In the Rose Garden, President Obama hailed the Patriots’ fifteen-year dominance behind Brady and Belichick. “They have set a standard of excellence that we may not see again for a very long time,” Obama said. But then Obama couldn’t help but get in on the fun himself. “I usually tell a bunch of jokes at these events,” the president added. “But with the Patriots in town, I worried that eleven of the twelve would fall flat.” A mix of polite laughter, groans, boos—and a thumbs-down from Belichick. This, at the highest level, epitomized how the Patriots’ success had become intertwined with derision.
The Rose Garden was packed with the transplants from New England who are never shy about making themselves, uh, heard.

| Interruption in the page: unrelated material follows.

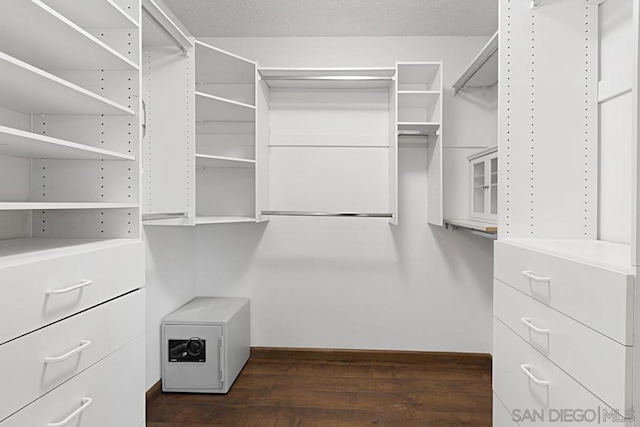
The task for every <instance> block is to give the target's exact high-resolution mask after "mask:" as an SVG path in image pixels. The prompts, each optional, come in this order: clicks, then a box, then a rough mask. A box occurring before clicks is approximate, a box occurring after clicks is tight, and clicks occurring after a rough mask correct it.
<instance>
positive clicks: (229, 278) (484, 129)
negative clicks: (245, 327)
mask: <svg viewBox="0 0 640 427" xmlns="http://www.w3.org/2000/svg"><path fill="white" fill-rule="evenodd" d="M487 39H488V38H481V37H471V38H461V37H448V38H424V37H404V38H263V39H253V38H238V39H208V40H205V41H207V42H208V43H211V44H212V45H214V46H217V47H221V48H223V49H226V50H229V51H231V52H234V53H236V54H239V55H241V56H245V57H247V58H250V59H256V60H258V61H259V63H260V65H261V66H265V67H267V66H293V67H295V66H305V67H314V66H315V67H332V66H393V65H394V64H395V61H396V60H398V61H438V60H441V59H442V60H444V84H445V87H446V89H445V90H446V91H447V95H445V104H444V120H445V124H444V135H445V136H444V141H445V147H461V148H462V147H477V148H480V147H486V146H488V145H493V144H495V141H496V134H497V129H496V116H495V108H494V107H495V103H494V104H493V106H488V105H484V104H483V103H476V102H469V100H466V99H465V98H464V97H457V98H452V97H450V96H449V95H448V90H449V88H450V86H451V84H452V83H453V82H454V81H455V80H456V79H457V77H458V76H459V74H460V73H461V72H462V70H463V69H464V68H465V67H466V66H467V64H468V63H469V62H471V60H472V59H473V58H474V56H475V55H476V54H477V52H478V51H479V50H480V48H481V47H482V46H483V45H484V43H486V41H487ZM491 103H492V102H489V103H488V104H491ZM448 150H450V149H448V148H445V164H446V162H447V159H446V156H447V152H448ZM399 162H400V167H399V170H400V177H399V198H400V214H399V221H400V225H399V226H397V227H394V226H390V225H389V224H388V223H387V221H386V220H378V219H335V218H333V219H331V218H325V219H319V218H281V217H280V218H273V219H272V220H271V221H270V222H269V223H267V224H259V225H246V224H233V225H216V226H207V227H198V228H197V233H196V238H195V240H196V259H197V271H196V273H197V275H196V281H197V285H196V292H197V294H198V295H203V296H248V297H250V298H251V304H252V308H251V315H252V322H251V327H252V331H251V334H252V339H251V343H252V345H254V346H286V347H330V348H359V349H400V350H431V351H460V352H490V349H491V344H490V343H491V313H492V310H491V298H492V292H491V288H492V285H491V280H492V263H493V259H492V242H491V241H490V240H488V239H484V238H482V237H477V236H473V235H470V234H467V233H465V232H462V231H456V232H452V231H447V230H444V229H442V228H439V227H431V226H427V224H426V215H427V206H426V199H427V197H426V192H427V186H426V149H425V148H401V149H400V156H399ZM459 173H460V174H464V176H466V174H467V170H466V168H464V170H461V171H459ZM463 182H465V183H466V181H463ZM446 198H456V202H455V203H453V204H452V205H453V206H466V205H465V204H464V200H466V198H467V193H466V188H462V189H458V190H456V191H453V190H452V189H451V188H449V187H446V190H445V199H446Z"/></svg>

They also always seem to travel in swarms. This included seemingly every elected football “fan” from New England (Vermont baller Bernie Sanders), a bunch of high-level appointees (Secretary of State John Kerry, reporting for duty), and an inordinate number of Pats fans on the White House staff, as Obama mentioned. “Maybe I need to do a better job screening,” he said in his remarks. After the event, I was nearly trampled by a group of Massholes trying to get selfies with Super Bowl hero “Malcolm Butlah.” I recovered in time to witness Belichick introducing himself to Elizabeth Warren, or maybe it was the o
ther way around. I wondered if they would keep in touch.

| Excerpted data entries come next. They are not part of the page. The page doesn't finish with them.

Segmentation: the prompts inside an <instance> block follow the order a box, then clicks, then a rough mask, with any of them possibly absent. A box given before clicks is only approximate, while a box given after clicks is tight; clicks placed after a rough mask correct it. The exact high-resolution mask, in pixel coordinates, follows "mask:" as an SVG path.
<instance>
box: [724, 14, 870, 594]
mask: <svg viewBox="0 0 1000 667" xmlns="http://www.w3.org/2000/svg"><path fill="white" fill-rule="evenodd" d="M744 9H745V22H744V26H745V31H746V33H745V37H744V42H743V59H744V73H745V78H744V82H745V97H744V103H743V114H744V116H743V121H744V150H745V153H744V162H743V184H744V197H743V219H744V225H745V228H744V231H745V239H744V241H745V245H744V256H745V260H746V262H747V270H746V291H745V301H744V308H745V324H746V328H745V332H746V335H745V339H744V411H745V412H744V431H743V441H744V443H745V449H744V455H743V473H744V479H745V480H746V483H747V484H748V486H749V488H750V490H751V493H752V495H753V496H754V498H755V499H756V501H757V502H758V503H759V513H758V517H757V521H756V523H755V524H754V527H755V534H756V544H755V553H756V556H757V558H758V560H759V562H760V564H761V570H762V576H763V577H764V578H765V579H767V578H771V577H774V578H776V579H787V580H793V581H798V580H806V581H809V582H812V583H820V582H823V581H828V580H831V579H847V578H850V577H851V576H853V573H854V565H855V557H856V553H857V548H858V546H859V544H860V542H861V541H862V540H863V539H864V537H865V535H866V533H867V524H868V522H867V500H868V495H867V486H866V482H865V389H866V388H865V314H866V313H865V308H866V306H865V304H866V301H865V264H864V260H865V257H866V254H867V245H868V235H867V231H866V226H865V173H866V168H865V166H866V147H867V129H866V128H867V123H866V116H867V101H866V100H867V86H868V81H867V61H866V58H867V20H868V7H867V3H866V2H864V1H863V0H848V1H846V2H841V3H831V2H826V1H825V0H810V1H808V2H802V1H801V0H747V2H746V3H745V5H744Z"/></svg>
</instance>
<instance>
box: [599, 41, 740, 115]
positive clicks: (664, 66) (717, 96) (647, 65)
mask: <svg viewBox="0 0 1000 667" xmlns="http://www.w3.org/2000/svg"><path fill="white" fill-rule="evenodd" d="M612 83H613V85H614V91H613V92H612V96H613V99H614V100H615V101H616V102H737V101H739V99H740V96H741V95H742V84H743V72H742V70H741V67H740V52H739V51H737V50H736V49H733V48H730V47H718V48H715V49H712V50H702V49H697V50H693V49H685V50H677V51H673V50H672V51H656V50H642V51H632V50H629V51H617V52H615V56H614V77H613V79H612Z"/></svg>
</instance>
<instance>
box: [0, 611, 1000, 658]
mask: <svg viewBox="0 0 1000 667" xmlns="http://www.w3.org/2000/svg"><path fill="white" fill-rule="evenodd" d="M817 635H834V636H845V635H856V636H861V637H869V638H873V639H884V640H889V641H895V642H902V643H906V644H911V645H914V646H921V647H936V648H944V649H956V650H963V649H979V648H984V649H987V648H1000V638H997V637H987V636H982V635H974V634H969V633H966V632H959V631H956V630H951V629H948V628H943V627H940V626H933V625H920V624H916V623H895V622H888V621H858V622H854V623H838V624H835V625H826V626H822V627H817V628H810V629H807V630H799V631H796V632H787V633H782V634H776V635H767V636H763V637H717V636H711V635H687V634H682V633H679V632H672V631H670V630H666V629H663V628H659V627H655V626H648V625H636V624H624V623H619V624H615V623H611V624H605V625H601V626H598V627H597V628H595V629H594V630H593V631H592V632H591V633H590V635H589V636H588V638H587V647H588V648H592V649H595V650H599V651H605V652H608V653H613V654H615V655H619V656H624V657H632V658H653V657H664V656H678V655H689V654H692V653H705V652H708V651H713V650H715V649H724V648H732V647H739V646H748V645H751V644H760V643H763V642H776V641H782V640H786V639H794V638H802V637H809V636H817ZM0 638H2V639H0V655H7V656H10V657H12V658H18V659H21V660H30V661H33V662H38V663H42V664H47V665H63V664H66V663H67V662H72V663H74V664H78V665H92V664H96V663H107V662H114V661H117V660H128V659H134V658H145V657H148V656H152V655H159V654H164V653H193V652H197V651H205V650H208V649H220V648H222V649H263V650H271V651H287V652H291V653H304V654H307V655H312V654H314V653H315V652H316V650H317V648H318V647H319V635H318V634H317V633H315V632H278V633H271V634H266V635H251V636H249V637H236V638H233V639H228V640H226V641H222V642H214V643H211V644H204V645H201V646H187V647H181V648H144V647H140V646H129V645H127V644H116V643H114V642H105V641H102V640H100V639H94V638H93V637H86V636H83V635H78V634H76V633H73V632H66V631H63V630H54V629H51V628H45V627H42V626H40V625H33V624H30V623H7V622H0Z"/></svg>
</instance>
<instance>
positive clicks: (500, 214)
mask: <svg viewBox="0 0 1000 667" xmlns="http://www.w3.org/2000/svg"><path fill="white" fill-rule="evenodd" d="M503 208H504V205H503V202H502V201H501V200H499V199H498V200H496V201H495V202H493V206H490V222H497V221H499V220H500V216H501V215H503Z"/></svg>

Belichick stuck around D.C. for a couple of days to attend the annual White House Correspondents’ Dinner. I spotted him at a big fancy after-party at the French ambassador’s residence. It was after one a.m., I was standing in a side parlor when who should walk in but the sullen sideline sage himself. He wore a tux (no hood) and brought along his much-younger girlfriend. John Henry, the owner of the Red Sox and Boston Globe, was with him, along with his much-younger wife. Belichick looked somewhat out of place and wore the shell-shocked expression of someone who had been blindfolded and kidnapped straight out of his film room. But he also wore an endearingly awkward grin, which I took as a signal that it was okay to approach. I made a beeline for the Death Star.
I congratulated Belichick, told the coach I was from New England and a Pats fan and he smiled, no doubt impressed by my icebreaker. I mentioned that I had written a story on Brady and the Pats for the Times Magazine that was published on Super Bowl Sunday. I spoke with a cocktail-driven self-assurance that Belichick would be instantly familiar with my work.

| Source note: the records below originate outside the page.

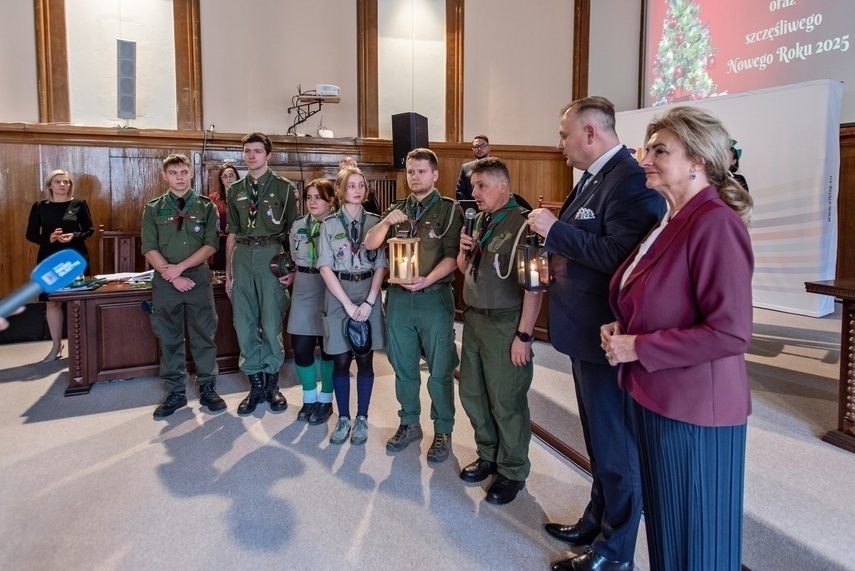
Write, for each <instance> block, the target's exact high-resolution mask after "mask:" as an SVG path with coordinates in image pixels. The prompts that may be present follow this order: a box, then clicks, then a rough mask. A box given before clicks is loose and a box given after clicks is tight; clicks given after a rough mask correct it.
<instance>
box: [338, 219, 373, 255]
mask: <svg viewBox="0 0 855 571" xmlns="http://www.w3.org/2000/svg"><path fill="white" fill-rule="evenodd" d="M336 218H338V221H339V222H341V225H342V227H343V228H344V232H345V234H347V239H348V240H349V241H350V253H351V254H353V255H354V256H355V255H356V254H357V253H359V246H361V245H362V242H363V241H364V240H365V219H366V216H365V209H364V208H362V219H361V220H360V221H359V222H357V221H356V219H355V218H354V219H353V220H351V222H350V226H348V224H347V220H346V219H345V217H344V208H342V209H341V210H339V211H338V212H336Z"/></svg>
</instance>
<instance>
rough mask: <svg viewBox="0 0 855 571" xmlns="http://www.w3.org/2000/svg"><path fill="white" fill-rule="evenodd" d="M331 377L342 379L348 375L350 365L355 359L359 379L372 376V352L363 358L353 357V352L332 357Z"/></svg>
mask: <svg viewBox="0 0 855 571" xmlns="http://www.w3.org/2000/svg"><path fill="white" fill-rule="evenodd" d="M332 359H333V376H334V377H343V376H345V375H348V374H350V364H351V363H352V362H353V360H354V359H356V374H357V376H360V377H371V376H373V375H374V351H369V352H368V354H367V355H365V356H364V357H354V355H353V351H347V352H346V353H339V354H338V355H333V356H332Z"/></svg>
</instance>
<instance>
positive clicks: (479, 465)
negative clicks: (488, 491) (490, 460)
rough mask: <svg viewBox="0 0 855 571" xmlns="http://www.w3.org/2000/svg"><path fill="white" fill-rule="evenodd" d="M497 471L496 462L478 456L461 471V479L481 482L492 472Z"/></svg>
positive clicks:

“Yeah, I was busy that day,” Belichick said dryly, and then made his own beeline, for the bar. I figured this was something for us to build on.
8.
CHEATER
May–September 2015
The thought of returning to politics made my head hurt. I had gotten a peek behind the Shield and I wanted to keep looking. There was an inevitability about this. For years I’d resisted sports as anything but a walled-off object of my mental energy—toys to play with on the side of all the serious. I used to get mad at myself for investing so much emotion in these figurines on the other side of the screen. Why grant them power to disturb my moods?